TRT Diyanet’te yayınlanan Kitap Oku-Yorum programı ile onlarca edebiyatsevere ulaşan Halil İbrahim Uzun ve Mustafa Toprak’ı 12 Aralık Salı günü Altunizade Yerleşkemizde ağırladık.
Medeniyet Öncülerimiz semineri ile Türkçe ve Sosyal Bilimler Eğitimi Bölümü öğrencilerimizle buluşan Uzun ve Toprak, günümüz iletişim sorunlarından hayat telaşelerimize, edebiyattan yeni nesil dergiciliğe varınca birçok konuya değindi. “Sizler geleceğin eğitimcileri olarak insan yetiştiriyorsunuz, insan yetiştirmek en büyük medeniyet öncüsü olmaktır” diyen Uzun ve Toprak günümüz edebiyatını ve yeni nesil sosyal medya gençliğini enine boyuna eleştirdi.
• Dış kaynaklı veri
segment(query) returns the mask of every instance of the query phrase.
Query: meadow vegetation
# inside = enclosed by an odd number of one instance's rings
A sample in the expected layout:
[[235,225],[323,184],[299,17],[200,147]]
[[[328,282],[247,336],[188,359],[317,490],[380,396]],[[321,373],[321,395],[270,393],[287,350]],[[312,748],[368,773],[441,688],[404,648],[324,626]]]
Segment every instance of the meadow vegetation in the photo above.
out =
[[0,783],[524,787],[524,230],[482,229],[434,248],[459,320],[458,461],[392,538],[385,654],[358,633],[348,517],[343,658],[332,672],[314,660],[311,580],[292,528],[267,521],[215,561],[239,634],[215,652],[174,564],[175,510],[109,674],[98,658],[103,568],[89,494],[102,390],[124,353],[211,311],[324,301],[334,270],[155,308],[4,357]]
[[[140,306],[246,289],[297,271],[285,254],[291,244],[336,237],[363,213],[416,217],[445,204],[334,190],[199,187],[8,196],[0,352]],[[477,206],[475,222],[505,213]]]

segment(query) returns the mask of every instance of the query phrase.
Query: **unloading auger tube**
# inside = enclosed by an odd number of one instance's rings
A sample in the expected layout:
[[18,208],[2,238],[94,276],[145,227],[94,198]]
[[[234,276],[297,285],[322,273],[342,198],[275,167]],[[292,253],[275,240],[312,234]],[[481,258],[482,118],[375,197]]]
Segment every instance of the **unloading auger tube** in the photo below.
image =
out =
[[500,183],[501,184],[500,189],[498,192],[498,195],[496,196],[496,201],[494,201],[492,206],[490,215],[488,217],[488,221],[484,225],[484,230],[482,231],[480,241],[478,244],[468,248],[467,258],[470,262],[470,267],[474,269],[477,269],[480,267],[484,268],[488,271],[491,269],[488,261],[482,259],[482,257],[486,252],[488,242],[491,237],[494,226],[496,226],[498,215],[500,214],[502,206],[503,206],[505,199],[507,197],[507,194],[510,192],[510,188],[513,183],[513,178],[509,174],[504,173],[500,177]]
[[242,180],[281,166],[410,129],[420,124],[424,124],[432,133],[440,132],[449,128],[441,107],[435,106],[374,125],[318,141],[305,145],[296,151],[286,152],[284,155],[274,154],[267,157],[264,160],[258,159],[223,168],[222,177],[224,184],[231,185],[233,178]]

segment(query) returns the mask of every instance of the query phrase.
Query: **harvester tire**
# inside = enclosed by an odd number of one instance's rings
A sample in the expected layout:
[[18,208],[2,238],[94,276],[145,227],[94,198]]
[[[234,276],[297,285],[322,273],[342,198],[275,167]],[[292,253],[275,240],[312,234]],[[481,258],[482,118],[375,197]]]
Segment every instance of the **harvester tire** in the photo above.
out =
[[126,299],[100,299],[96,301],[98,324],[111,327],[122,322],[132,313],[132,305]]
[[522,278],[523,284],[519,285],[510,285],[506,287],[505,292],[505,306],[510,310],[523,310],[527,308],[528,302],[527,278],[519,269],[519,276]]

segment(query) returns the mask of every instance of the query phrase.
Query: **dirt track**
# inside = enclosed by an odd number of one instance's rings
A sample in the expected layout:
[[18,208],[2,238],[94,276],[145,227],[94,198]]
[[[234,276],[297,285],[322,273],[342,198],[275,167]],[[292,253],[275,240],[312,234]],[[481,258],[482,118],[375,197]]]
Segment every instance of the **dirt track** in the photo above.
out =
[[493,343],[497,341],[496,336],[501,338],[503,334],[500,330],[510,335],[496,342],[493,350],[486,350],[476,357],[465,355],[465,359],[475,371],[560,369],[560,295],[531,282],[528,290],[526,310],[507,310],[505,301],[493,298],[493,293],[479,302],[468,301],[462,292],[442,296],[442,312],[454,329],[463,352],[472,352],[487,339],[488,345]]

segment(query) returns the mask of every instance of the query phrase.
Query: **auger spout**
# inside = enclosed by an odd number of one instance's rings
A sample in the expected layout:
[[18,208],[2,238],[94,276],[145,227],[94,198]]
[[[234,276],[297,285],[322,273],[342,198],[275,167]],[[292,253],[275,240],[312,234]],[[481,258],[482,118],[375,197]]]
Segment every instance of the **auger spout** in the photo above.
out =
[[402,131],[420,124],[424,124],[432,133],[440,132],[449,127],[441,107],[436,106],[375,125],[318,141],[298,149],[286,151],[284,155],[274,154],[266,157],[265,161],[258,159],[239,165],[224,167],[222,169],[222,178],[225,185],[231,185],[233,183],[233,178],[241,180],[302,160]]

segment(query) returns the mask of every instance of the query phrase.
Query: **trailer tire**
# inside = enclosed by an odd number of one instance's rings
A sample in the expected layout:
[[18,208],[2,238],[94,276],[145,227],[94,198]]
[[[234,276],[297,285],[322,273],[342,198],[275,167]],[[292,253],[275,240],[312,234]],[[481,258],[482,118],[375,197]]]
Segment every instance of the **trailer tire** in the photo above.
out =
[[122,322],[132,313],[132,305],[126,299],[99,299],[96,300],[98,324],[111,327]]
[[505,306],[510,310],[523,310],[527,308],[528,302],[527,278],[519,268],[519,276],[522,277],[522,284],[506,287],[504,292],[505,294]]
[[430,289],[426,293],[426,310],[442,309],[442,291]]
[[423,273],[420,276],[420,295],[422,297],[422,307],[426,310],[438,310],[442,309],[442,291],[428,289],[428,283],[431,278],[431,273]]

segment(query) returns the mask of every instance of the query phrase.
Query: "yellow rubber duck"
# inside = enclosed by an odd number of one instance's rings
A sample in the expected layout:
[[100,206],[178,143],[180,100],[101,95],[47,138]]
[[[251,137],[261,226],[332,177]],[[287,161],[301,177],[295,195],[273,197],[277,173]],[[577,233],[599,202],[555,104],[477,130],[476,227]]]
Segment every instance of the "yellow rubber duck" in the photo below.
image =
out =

Şairler ve şiirlerinin günümüze yansımaları ile söze başlayan Halil İbrahim Uzun, “Cahit Zarifoğlu ‘bir kalbiniz vardı, onu tanıyınız’ dediğinde 18 yaşındaydı. Şimdi 18 yaşındaki çocuklara bakıyorum, sosyal medyada ‘haberim yokmuş gibi çek’ pozlarının altına ‘Ankara bebesiyiz, şeklimiz yeter’ yazıyor. Ve bu çocuk aslında Ankaralı bile değil. Whatsapp’ta, Facebook’ta, Instagram’da görüyoruz bu örnekleri. Bu örnekler bizlerin teknoloji ile kurduğu sorunlu iletişimin göstergeleri” dedi.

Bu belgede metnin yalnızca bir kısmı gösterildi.